Support for this strategy is marked as beta in PyTorch.

. . .

A Collaborative Training strategy using Hivemind

What it is: Easily train across multiple machines.
Why we built it: Collaborative training removes the need for, and cost of, training across multiple expensive GPUs.

Collaborative Training solves the need for top-tier multi-GPU servers by allowing you to train across unreliable machines such as local ones or even preemptible cloud compute across the Internet.

Under the hood, we use Hivemind. This provides de-centralized training across the Internet.

For more information, check out the docs.

. . .

Distributed support in Jupyter Notebooks

What it is: Scale to multiple devices, even when prototyping in Jupyter.
Why we built it: Distributed training means faster training — now available in Jupyter Notebooks.

So far, the only multi-GPU strategy supported in Jupyter notebooks (including Grid.aiGoogle Colab, and Kaggle, for example) has been the Data-Parallel (DP) strategy (strategy="dp"). DP, however, has several limitations that often obstruct users’ workflows. It can be slow, it’s incompatible with TorchMetrics, it doesn’t persist state changes on replicas, and it’s difficult to use with non-primitive input- and output structures.
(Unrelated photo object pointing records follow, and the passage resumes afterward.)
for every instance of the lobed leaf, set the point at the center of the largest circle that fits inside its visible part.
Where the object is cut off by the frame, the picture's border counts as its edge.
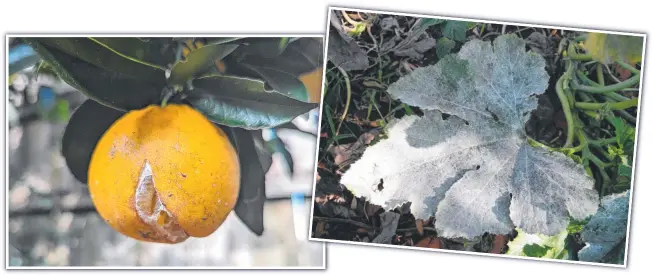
(607, 229)
(475, 170)
(538, 245)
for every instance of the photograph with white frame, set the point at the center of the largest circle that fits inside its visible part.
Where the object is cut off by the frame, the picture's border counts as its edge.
(245, 104)
(419, 148)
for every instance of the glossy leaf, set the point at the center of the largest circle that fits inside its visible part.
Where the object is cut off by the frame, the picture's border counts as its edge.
(85, 128)
(296, 73)
(21, 57)
(265, 47)
(282, 82)
(155, 51)
(455, 30)
(101, 56)
(251, 198)
(264, 155)
(302, 56)
(198, 61)
(243, 102)
(110, 88)
(222, 40)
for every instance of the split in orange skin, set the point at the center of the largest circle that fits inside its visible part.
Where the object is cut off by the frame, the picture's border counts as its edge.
(164, 174)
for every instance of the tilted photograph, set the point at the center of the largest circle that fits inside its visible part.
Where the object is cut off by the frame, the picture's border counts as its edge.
(477, 137)
(162, 151)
In this release, we’ve added support for Distributed Data Parallel in Jupyter notebooks using the fork mechanism to address these shortcomings. This is only available for MacOS and Linux (sorry Windows!).


This feature is experimental.

This is how you use multi-device in notebooks now:

By default, the Trainer detects the interactive environment and selects the right strategy for you. Learn more in the full documentation.

. . .

Other New Features

Versioning of “last” checkpoints

If a run is configured to save to the same directory as a previous run and ModelCheckpoint(save_last=True) is enabled, the “last” checkpoint is now versioned with a simple -v1 suffix to avoid overwriting the existing “last” checkpoint. This mimics the behavior for checkpoints that monitor a metric.

Automatically reload the “last” checkpoint

In certain scenarios, like when running in a cloud spot instance with fault-tolerant training enabled, it is useful to load the latest available checkpoint. It is now possible to pass the string ckpt_path="last" in order to load the latest available checkpoint from the set of existing checkpoints.


Validation every N batches across epochs

In some cases, for example iteration based training, it is useful to run validation after every N number of training batches without being limited by the epoch boundary. Now, you can enable validation based on total training batches.

For example, given 5 epochs of 10 batches, setting N=25 would run validation in the 3rd and 5th epoch.

CPU stats monitoring

Lightning provides the DeviceStatsMonitor callback to monitor the stats of the hardware currently used. However, users often also want to monitor the stats of other hardware. In this release, we have added an option to additionally monitor CPU stats:

The CPU stats are gathered using the psutil package.

Automatic distributed samplers

It is now possible to use custom samplers in a distributed environment without the need to set replace_ddp_sampler=False and wrap your sampler manually with the DistributedSampler.

Inference mode support

PyTorch 1.9 introduced torch.inference_mode, which is a faster alternative for torch.no_grad. Lightning will now use inference_mode wherever possible during evaluation.

Support for warn-level determinism

In Pytorch 1.11, operations that do not have a deterministic implementation can be set to throw a warning instead of an error when ran in deterministic mode. This is now supported by our Trainer:


LightningCLI improvements

After the latest updates to jsonargparse, the library supporting the LightningCLI, there’s now complete support for shorthand notation. This includes automatic support for shorthand notation to all arguments, not just the ones that are part of the registries, plus support inside configuration files.

A header with the version that generated the config is now included.

All subclasses for a given base class can be specified by name, so there’s no need to explicitly register them. The only requirement is that the module where the subclass is defined is imported prior to parsing.

The new version renders the registries and the auto_registry flag, introduced in 1.6.0, unnecessary, so we have deprecated them.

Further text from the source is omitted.